I have had more than a few people ask me for career advice over the years; but I have never been able to be much help, I don't think. I can think of many reasons why such a person should Not do such a job, but almost never can I give any positive advice, because I can seldom think of any job worth doing.
Most of my career I was 'an academic' - paid by a university to do some combination of teaching, research and scholarship. Initially this suited me very well. The university ethos was natural and spontaneous to me, I had very positive feelings about the institution and my subject(s); and the actual job offered greater freedom than any other I knew.
The situation combined hope, potential and a fair degree of actual encouragement. And I was good at it. This was fortunate, because I don't know what else I was fitted to get paid-for in life, other than be some kind of academic.
By the time I retired from ill health; the institution and therefore the job had utterly transformed to the point that I was in constant danger of being sacked.
If I had complied fully with expectations, even from twenty years ago, academia would have been as unfree as any ordinary bureaucratic or office job. My chronic non-compliance had gone from being tolerated (even grudgingly respected as an assertion of principle) to impossible.
That process took about thirty years - and over the past thirty years all jobs that I know of, of every kind, in all institutions, have undergone a similar trend. Pretty much all middle class jobs are now qualitatively the same - they are bureaucratic, under omni-surveillance and micro-managed - indeed all jobs are parts of the same, linked system of Global administration.

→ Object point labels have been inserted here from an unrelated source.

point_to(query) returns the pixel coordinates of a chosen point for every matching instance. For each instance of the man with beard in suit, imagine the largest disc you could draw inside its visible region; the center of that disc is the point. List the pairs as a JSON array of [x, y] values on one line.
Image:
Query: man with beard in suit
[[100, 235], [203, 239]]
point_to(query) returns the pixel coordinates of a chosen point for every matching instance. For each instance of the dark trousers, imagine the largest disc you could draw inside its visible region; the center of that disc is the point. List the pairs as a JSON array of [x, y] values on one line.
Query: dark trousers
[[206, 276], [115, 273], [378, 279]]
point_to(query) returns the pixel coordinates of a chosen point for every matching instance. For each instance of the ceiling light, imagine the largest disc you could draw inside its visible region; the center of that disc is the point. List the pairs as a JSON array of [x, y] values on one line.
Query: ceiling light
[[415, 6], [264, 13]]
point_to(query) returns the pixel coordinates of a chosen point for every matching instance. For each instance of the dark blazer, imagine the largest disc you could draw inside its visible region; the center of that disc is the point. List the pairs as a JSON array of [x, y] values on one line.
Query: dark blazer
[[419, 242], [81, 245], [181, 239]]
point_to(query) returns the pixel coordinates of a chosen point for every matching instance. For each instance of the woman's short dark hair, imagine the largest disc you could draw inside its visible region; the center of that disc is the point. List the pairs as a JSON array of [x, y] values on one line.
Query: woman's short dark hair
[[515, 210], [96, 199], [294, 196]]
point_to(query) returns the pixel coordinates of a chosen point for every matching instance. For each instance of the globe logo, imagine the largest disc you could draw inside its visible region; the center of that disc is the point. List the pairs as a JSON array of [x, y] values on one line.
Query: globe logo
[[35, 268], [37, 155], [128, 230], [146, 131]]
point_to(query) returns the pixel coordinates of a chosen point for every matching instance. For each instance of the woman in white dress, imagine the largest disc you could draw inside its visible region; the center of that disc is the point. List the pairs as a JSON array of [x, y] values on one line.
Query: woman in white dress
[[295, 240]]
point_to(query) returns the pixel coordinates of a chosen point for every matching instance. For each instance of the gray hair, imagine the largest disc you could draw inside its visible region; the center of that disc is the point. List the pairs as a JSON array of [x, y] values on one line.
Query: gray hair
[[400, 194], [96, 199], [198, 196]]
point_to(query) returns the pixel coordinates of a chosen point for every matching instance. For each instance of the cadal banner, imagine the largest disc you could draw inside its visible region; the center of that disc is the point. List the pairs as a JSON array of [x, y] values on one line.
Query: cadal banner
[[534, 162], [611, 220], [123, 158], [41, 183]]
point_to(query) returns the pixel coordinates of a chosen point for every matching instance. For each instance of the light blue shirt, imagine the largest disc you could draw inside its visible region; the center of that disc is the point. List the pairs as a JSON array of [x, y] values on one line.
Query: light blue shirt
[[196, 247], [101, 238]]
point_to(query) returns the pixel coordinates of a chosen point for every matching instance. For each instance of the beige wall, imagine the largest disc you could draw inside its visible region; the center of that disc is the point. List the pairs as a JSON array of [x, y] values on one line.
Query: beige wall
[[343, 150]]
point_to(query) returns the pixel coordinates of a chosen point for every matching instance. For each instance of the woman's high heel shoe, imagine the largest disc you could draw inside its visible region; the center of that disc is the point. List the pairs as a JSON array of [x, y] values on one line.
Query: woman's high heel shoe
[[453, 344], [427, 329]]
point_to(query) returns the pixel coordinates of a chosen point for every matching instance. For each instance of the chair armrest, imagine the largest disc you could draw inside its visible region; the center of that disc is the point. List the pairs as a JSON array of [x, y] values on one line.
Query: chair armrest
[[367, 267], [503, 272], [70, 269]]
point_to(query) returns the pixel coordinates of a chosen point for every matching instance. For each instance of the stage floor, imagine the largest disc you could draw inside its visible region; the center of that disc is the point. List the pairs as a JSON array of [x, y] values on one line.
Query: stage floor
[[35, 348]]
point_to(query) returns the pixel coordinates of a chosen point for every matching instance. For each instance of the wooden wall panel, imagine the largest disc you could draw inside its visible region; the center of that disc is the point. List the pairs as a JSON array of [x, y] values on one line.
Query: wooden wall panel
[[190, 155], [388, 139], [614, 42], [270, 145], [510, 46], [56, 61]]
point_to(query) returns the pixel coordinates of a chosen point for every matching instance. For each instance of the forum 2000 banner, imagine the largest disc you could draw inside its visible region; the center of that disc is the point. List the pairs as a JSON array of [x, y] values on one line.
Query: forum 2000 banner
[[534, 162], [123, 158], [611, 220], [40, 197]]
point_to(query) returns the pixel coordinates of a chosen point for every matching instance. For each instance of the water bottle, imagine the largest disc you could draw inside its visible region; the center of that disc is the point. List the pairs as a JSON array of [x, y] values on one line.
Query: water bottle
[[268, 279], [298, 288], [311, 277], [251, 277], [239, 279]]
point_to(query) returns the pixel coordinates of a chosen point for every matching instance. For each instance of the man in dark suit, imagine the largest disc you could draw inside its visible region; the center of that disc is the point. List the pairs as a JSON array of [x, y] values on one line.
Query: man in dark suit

Everyone is - mostly - a managed-manager; and the distinctive element of the jobs is shrinking and becoming more routine, standard, procedural.
There used to be a fair bit of active resistance to this trend, but now there is none. Even passive heel-dragging inertial negativity is negligible.
So choice of career does not much matter, beyond counsels of expediency.
If you are seriously interested in anything other than being a manager, then don't expect to do it at work; do it as a hobby.
Indeed, it is better Not to try and make a job from your passion - from that which deeply-motivates you. Because then it will almost-certainly be corrupted into generic, externally-managed units.
It has been sad to watch this corruption happen to pretty much everybody in academia, mostly sooner rather than later; and if you try to get paid for doing what you love, then the same will almost certainly happen to you.